In Re Mason's Nursing Center, Inc. , 73 B.R. 360 ( 1987 )

  • 73 B.R. 360 (1987)


    Bankruptcy No. 87-00310-BKC-TCB.

    United States Bankruptcy Court, S.D. Florida.

    April 13, 1987.

    *361 Andrew J. Nierenberg, Miami, Fla., for debtor.


    THOMAS C. BRITTON, Chief Judge.

    The debtor's requested approval, under 11 U.S.C. § 327(a) and § 363(b)(1), of a proposed brokerage commission agreement was heard on March 24 and again on April 7. Approval is denied.

    The debtor owns and formerly operated a 55-bed licensed nursing home in Lake *362 Worth. It had ceased doing business before it sought relief under chapter 11 two months ago. The debtor contemplates either a corporate reorganization with new capital, a refinancing of existing debt, or liquidation of the corporate assets.

    The proposed contract is with Healthcare Services Group, Inc., a provider of various services to the nursing home industry, which is also the largest non-insider, undisputed creditor of this debtor. This important fact was not revealed in the application except by a recital in paragraph eight of the seven-page contract attached to the application.

    The contract, proposed by Healthcare, entitles it to six percent of the aggregate capital infusion into the debtor's estate from any source procured by Healthcare and accepted by the debtor. The agreement, therefore, stipulates a finder's fee to be paid to this key creditor, which is also the chairman of the creditors' committee, for its services as a business or real estate broker on a nonexclusive basis, but for an indefinite term.

    Healthcare concedes that it is not licensed to sell the debtor's primary asset, the nursing home. Healthcare is not a "professional person" within the ambit of § 327(a) and is neither qualified nor licensed to serve as a professional broker. Approval of the contract under § 327(a) would clearly be inappropriate.

    I agree with the debtor that this contract would constitute the "use, other than in the ordinary course of business, [of] property of the estate" within the purview of § 363(b)(1), and, therefore, could only be undertaken with this court's approval, after notice and hearing.

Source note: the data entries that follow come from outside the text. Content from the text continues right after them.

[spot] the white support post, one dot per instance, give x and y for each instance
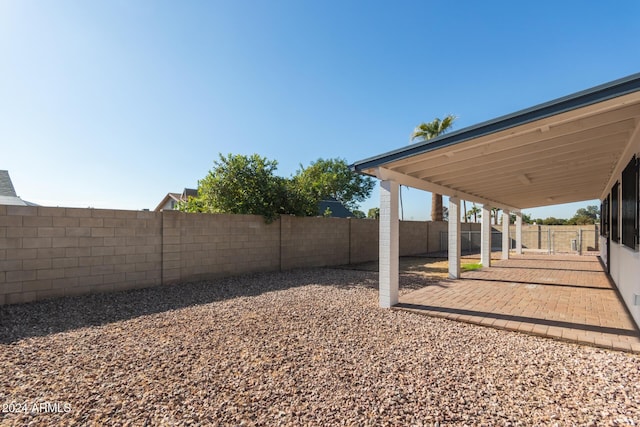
(455, 230)
(506, 242)
(389, 244)
(519, 233)
(485, 238)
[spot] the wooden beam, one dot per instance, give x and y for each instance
(389, 175)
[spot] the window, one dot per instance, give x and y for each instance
(615, 209)
(630, 204)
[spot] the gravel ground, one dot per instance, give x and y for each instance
(308, 347)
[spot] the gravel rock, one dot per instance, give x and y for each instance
(308, 347)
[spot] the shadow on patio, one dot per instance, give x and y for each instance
(566, 297)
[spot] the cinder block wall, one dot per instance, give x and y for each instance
(313, 242)
(51, 252)
(364, 240)
(200, 246)
(414, 237)
(537, 237)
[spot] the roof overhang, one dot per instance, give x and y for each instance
(562, 151)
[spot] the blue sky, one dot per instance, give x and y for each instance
(112, 104)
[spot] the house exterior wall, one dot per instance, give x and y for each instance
(624, 265)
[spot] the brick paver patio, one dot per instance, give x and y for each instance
(567, 297)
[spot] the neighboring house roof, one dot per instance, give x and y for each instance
(6, 186)
(177, 197)
(8, 194)
(561, 151)
(337, 209)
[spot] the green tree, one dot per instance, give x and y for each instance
(554, 221)
(240, 184)
(424, 132)
(588, 215)
(326, 178)
(374, 213)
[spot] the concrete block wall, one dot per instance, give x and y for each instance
(314, 242)
(50, 252)
(537, 237)
(364, 240)
(200, 246)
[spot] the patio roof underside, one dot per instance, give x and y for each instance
(560, 152)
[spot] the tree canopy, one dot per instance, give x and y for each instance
(424, 132)
(242, 184)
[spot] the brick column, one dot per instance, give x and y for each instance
(454, 238)
(485, 239)
(389, 244)
(519, 232)
(506, 218)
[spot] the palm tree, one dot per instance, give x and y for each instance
(475, 212)
(424, 132)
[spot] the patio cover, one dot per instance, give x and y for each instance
(558, 152)
(562, 151)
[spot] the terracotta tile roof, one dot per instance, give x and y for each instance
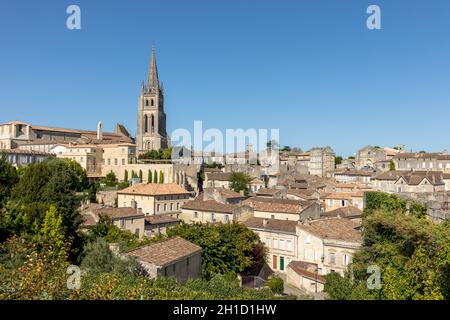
(306, 269)
(166, 252)
(302, 193)
(390, 175)
(413, 177)
(414, 180)
(271, 224)
(355, 173)
(88, 220)
(344, 212)
(347, 186)
(343, 195)
(154, 189)
(160, 219)
(226, 193)
(267, 191)
(276, 205)
(27, 152)
(257, 181)
(219, 176)
(332, 228)
(408, 155)
(117, 213)
(209, 206)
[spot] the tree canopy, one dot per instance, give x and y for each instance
(411, 252)
(226, 247)
(240, 181)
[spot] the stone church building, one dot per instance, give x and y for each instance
(151, 126)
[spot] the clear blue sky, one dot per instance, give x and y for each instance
(310, 68)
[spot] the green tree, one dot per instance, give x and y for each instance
(149, 176)
(41, 185)
(98, 258)
(52, 231)
(275, 284)
(411, 252)
(8, 178)
(111, 179)
(167, 154)
(240, 181)
(392, 166)
(227, 247)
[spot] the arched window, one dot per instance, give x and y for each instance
(145, 124)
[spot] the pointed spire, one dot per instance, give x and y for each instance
(152, 79)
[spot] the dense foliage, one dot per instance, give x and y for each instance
(226, 247)
(53, 184)
(36, 274)
(240, 181)
(390, 203)
(275, 284)
(411, 252)
(8, 178)
(41, 239)
(162, 154)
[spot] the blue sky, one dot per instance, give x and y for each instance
(310, 68)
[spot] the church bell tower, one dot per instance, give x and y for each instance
(151, 127)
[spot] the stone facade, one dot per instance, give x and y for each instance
(322, 162)
(151, 126)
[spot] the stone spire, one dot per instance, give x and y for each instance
(152, 79)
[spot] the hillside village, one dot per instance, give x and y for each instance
(308, 213)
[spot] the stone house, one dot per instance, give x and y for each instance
(361, 177)
(283, 209)
(20, 158)
(422, 161)
(174, 257)
(212, 211)
(410, 181)
(279, 193)
(367, 157)
(305, 275)
(154, 198)
(419, 184)
(221, 195)
(218, 179)
(337, 200)
(159, 224)
(322, 162)
(307, 251)
(129, 219)
(279, 237)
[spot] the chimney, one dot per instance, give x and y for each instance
(100, 131)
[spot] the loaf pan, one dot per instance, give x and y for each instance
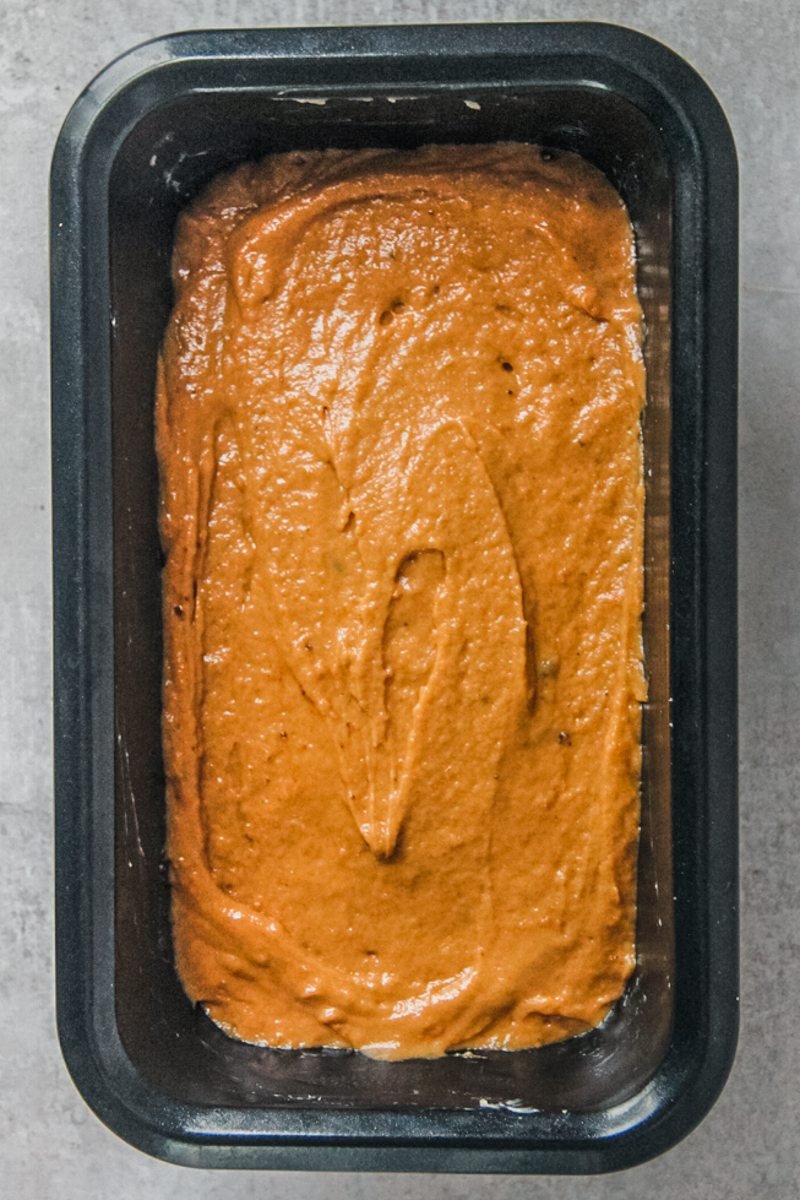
(139, 143)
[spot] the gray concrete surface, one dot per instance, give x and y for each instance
(749, 1147)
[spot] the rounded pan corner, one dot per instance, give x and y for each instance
(102, 1078)
(687, 93)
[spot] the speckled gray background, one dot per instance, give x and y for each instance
(749, 1147)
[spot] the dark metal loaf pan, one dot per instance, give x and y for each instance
(140, 142)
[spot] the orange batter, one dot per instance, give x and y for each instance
(402, 505)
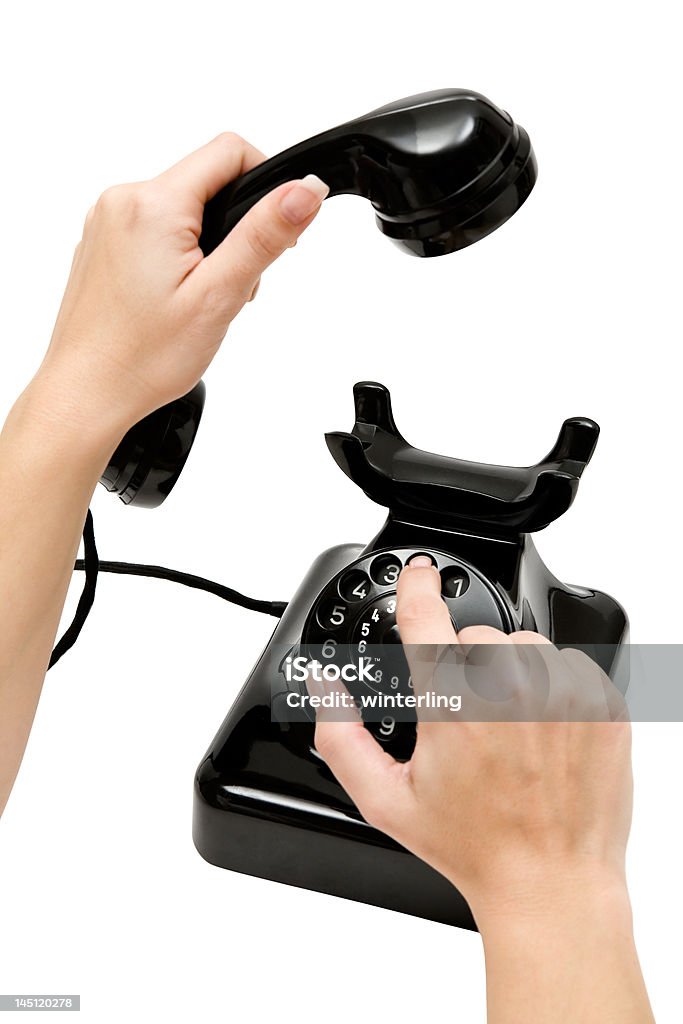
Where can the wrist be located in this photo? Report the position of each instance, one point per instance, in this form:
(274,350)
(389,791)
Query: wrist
(54,422)
(540,901)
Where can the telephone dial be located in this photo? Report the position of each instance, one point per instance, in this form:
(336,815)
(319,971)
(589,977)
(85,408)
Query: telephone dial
(441,170)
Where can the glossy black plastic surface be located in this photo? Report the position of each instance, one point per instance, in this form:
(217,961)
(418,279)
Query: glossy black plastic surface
(435,491)
(148,461)
(265,803)
(441,169)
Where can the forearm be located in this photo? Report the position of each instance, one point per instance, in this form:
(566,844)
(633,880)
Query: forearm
(51,456)
(566,954)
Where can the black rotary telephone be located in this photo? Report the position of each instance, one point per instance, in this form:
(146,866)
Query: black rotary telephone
(441,170)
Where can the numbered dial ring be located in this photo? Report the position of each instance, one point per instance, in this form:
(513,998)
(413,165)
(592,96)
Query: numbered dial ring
(355,616)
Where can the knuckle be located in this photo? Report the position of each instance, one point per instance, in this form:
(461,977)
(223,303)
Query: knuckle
(262,244)
(480,634)
(229,139)
(375,812)
(416,608)
(128,203)
(114,198)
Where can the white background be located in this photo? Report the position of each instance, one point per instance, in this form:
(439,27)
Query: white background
(569,309)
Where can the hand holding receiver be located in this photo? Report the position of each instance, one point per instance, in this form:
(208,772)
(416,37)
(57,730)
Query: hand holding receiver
(436,491)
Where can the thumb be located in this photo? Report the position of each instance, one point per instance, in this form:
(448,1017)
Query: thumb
(272,225)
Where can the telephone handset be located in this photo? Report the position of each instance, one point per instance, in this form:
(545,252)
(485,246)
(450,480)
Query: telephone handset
(441,170)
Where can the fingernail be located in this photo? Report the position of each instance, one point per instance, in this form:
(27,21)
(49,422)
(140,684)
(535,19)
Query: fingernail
(421,562)
(303,199)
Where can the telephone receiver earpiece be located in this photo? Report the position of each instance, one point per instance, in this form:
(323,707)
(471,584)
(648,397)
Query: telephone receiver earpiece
(441,169)
(150,459)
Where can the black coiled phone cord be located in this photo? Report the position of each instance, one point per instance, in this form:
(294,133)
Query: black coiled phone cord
(91,565)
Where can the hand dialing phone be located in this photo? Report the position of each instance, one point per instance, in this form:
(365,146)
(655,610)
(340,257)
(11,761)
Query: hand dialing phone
(265,803)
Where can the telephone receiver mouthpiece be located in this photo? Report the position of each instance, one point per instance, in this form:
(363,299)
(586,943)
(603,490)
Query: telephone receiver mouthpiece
(441,170)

    Approval is withheld, not only for the reason already referred to, but also because this is an improvident contract which was not negotiated at arm's length and because it would circumvent the statutory intent in § 503(b)(3)(D). Healthcare's status as the major unsecured creditor, as a potential supplier to the business, and as chairman of the creditors' committee gives Healthcare bargaining strength which almost assures a contract unfavorable to this desperate debtor.

    Healthcare should be as keenly interested as the debtor in attracting new capital to the business or seeing that the assets are liquidated at a fair price. Healthcare would benefit in either event more than any other unsecured creditor, unless Healthcare intends to obtain some private advantage from this proposed contract. There is no reason, therefore, why Healthcare should be paid to do that which its own interest dictates it should do. If a broker is needed, the debtor should employ a professional broker with no ax to grind other than that of its client, not Healthcare.

    Recognizing that most chapter 11 debtors ultimately wind up either in a chapter 7 liquidation or dismissed from bankruptcy and facing foreclosure, I could not permit this debtor to saddle a potential liquidating trustee or a foreclosing secured creditor with a potential claim by Healthcare under this unrestricted contract.

    The Code contemplates that creditors be encouraged to assist the corporate reorganization or liquidation, and authorizes compensation from the debtor's estate:

    "there shall be allowed administrative expenses ... including (3) the actual, necessary expenses ... incurred by ... (D) a creditor ... in making a substantial contribution in a case". § 503(b)(3)(D).

    This compensation is accorded an administrative priority. If and when Healthcare makes a "substantial contribution" in this case within the scope of the foregoing provision, it will deserve and will receive compensation for its "necessary expenses" in that connection. It would be unnecessary and inappropriate to stipulate compensation in advance for services which might not meet this statutory test. It is settled, at least in this Circuit, that not every contribution by a creditor is entitled to compensation from the estate. Matter of Multiponics, Inc., 622 F.2d 731, 734 (5th Cir.1980). See also In re Interstate Stores, Inc., 1 B.R. 755, 757 (Bankr.S.D.N.Y.1980).

    Finally, it should be noted that Healthcare is duty bound in its capacity as *363 a member of the creditors' committee to provide the very assistance for which it seeks guaranteed compensation through this proposed contract. As a member of the creditors' committee, it is explicitly denied compensation for any services under § 503(b)(3)(D). Matter of UNR Industries, Inc., 736 F.2d 1136, 1139, 1141 (7th Cir. 1984). This court will not authorize a contract designed to circumvent the foregoing statutory policy.